In this case, we have $-r = -\sqrt{-\frac{1}{2}+i\frac{\sqrt{7}}{2}}$, another root of $f$. The other two roots are $\pm \sqrt{-1 - r^2}$, so we want to know if there is any element of $\mathbb Q[x]/(f)$ which squares to $-1-x^2$.

The brute force approach is to take an arbitrary element $p = a_0 + a_1 x + a_2 x^2 + a_3 x^3$, square it, and check if it's possible to get $p^2 = -1-x^2$. This is a painful but not really difficult computation; you'll quickly see that either $a_0 = a_2 = 0$ or $a_1 = a_3 = 0$, and then get a quadratic equation to solve with no rational roots.

(So we conclude that $\mathbb Q[x]/(f)$ has only two elements $t$ such that $t^4+t^2+2=0$: $t= \pm x$.)

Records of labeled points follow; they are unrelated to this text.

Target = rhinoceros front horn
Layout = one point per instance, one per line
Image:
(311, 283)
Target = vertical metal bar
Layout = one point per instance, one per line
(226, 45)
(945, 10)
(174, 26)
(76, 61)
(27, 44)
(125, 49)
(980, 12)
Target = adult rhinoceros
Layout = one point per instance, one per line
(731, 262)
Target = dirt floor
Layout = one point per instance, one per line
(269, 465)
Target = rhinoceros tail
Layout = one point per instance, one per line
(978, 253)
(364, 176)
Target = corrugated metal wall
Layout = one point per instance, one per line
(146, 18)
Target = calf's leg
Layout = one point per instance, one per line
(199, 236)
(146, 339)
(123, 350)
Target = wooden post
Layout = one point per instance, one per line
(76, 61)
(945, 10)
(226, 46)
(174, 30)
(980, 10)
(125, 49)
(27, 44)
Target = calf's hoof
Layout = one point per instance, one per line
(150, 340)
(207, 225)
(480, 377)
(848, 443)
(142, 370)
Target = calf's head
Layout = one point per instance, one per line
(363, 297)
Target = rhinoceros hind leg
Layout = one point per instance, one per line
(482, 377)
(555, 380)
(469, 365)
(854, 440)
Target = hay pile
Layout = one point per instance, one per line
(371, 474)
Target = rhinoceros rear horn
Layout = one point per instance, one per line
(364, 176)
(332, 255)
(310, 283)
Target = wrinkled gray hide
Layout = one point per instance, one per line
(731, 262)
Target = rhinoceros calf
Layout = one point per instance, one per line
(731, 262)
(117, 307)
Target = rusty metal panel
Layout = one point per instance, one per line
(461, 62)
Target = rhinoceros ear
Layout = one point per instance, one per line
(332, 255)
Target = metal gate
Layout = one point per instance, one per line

It might also help to observe that if $p^2 = -1-x^2$, then $(px)^2 = -x^2-x^4 = 2$. I'm pretty sure that this is a contradiction, but I don't actually know what I'm talking about when it comes to field extensions - I just felt really bad when I came across this question and saw everybody interpreting it as "how do I find the roots of $x^4+x^2+2=0$?"

Answer 2

Let $u=x^2$.

Then, $f = u^2+u+2$ whose roots are $\dfrac{-1\pm\sqrt{1-8}}{2}=-\dfrac12\pm\dfrac{\sqrt7}2i$.

Now, you can find all the $4$ roots, but I will not demonstrate it here for obvious reasons.

Answer 3

In the case of $ \mathbf Q(2^{1/3}) $, one examines the situation locally, by embedding this field into a completion of $ \mathbf Q $ (in this case, $ \mathbf R $) and using what we know about $ \mathbf R $ to deduce that there can only be one root of $ X^3 - 2 $ in this number field. We may do something similar for the field $ \mathbf Q(\alpha) $, where $ \alpha $ is a root of $ X^4 + X^2 + 2 $. Indeed, we have the factorization

$$ X^4 + X^2 + 2 = (X+2)(X+9)(X^2 + 5) \pmod{11} $$

which implies, by Hensel's lemma, that $ X^4 + X^2 + 2 $ has exactly $ 2 $ roots in the field $ \mathbf Q_{11} $ of $ 11 $-adic numbers. Now, we have an embedding $ \mathbf Q(\alpha) \to \mathbf Q_{11} $ by sending $ \alpha $ to either of these roots and extending; therefore, since $ \mathbf Q(\alpha) $ is then realized as a subfield of $ \mathbf Q_{11} $, it can also contain at most two roots of $ X^4 + X^2 + 2 $. We know that it contains at least two, since $ \alpha $ and $ -\alpha $ are distinct roots; therefore it contains exactly two such roots.